Sufjan Stevens – The Ascension

The Age of Adz et Carrie & Lowell auront carrément fait notre décennie précédente. C’est sans compter sur le génie incommensurable de Sufjan Stevens qui n’est plus à présenter. Durant ces cinq années, le musicien était sur tous les fronts entre prestations remarquées aux Oscars, tournées mondiales et collaborations prestigieuses (B.O. pour Call Me By Your Name, Planetarium, Aporia avec son beau-père Lowell Brams…). La rentrée 2020 est donc marqué par son grand retour avec l’arrivée de son huitième album nommé The Ascension.

Après avoir établi son deuil sur le désormais mythique et bouleversant Carrie & Lowell, l’heure est venue pour Sufjan Stevens de revenir aux bases plus extravagantes et audacieuses. The Ascension débute par un « Make Me An Offer I Cannot Refuse » qui est une épopée électronique maximaliste traduisant cette sensation que l’on vacille entre rêve éveillée et réalité non désirée tout comme sur les éthérés « Run Away With Me » et « Lamentations ». L’interprétation toujours aussi angélique du natif de Detroit dégage un sentiment d’allégresse sur ces compositions pop expérimentales riches en bidouillages en tous genres que sont « Video Game » qui déplore une société aveuglée par les réseaux sociaux ou bien encore « Ativan » traduisant un monde en perdition où l’intranquilité gagne du terrain.

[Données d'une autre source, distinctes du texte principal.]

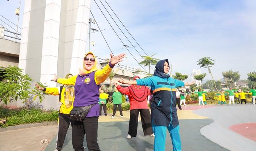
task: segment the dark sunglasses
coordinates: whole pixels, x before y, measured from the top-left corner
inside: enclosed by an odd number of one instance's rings
[[[83,60],[86,61],[88,61],[89,60],[90,60],[91,62],[95,62],[95,59],[94,58],[90,58],[87,57],[85,57],[84,58]]]

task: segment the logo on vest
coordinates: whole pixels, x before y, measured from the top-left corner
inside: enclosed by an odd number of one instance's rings
[[[89,82],[90,82],[90,79],[89,78],[87,78],[84,80],[84,82],[83,83],[88,84],[89,83]]]

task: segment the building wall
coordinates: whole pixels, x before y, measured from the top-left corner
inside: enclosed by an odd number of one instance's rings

C’est avec des morceaux baroques et polyrythmiques ainsi que de collages synthétiques venues d’ailleurs qui n’ont rien à envier à ses œuvres du passé que Sufjan Stevens fait parler son art hors du commun. Si l’on peut faire l’impasse sur des titres moins audacieux comme « Tell Me You Love Me » et « Die Happy », l’aspect mégalo et fantasque gagne du terrain sur des productions XXL que sont « Death Star » et « Sugar » nous poussant à jeter un œil sur une civilisation malade et en rapport avec le contexte sociopolitique américain actuel. Le musicien atteindra son paroxysme sur la fin de The Ascension avec la véritable pièce de résistance nommée « America » s’étirant sur douze minutes où les reverbs de guitare de Carrie & Lowell rencontrent les expérimentations foutraques mais élégantes avec un mot d’ordre qui rentre facilement dans la tête: “Don’t do to me what you did to America”. Une conclusion instrumentale à la frontière de l’ambient en apothéose dont seul notre hôte a le secret.

Il ne fait aucun doute que The Ascension viendra rectifier les faux pas d’Aporia paru six mois plus tôt. Sufjan Stevens est de nouveau au sommet de sa forme avec son goût pour l’expérimentation et l’extravagance qui lui va comme un gant tandis que l’on contemple avec désarroi un monde qui continue de se déchirer et encore plus en cette sombre année mais qui nous invite à se surmonter nous-mêmes.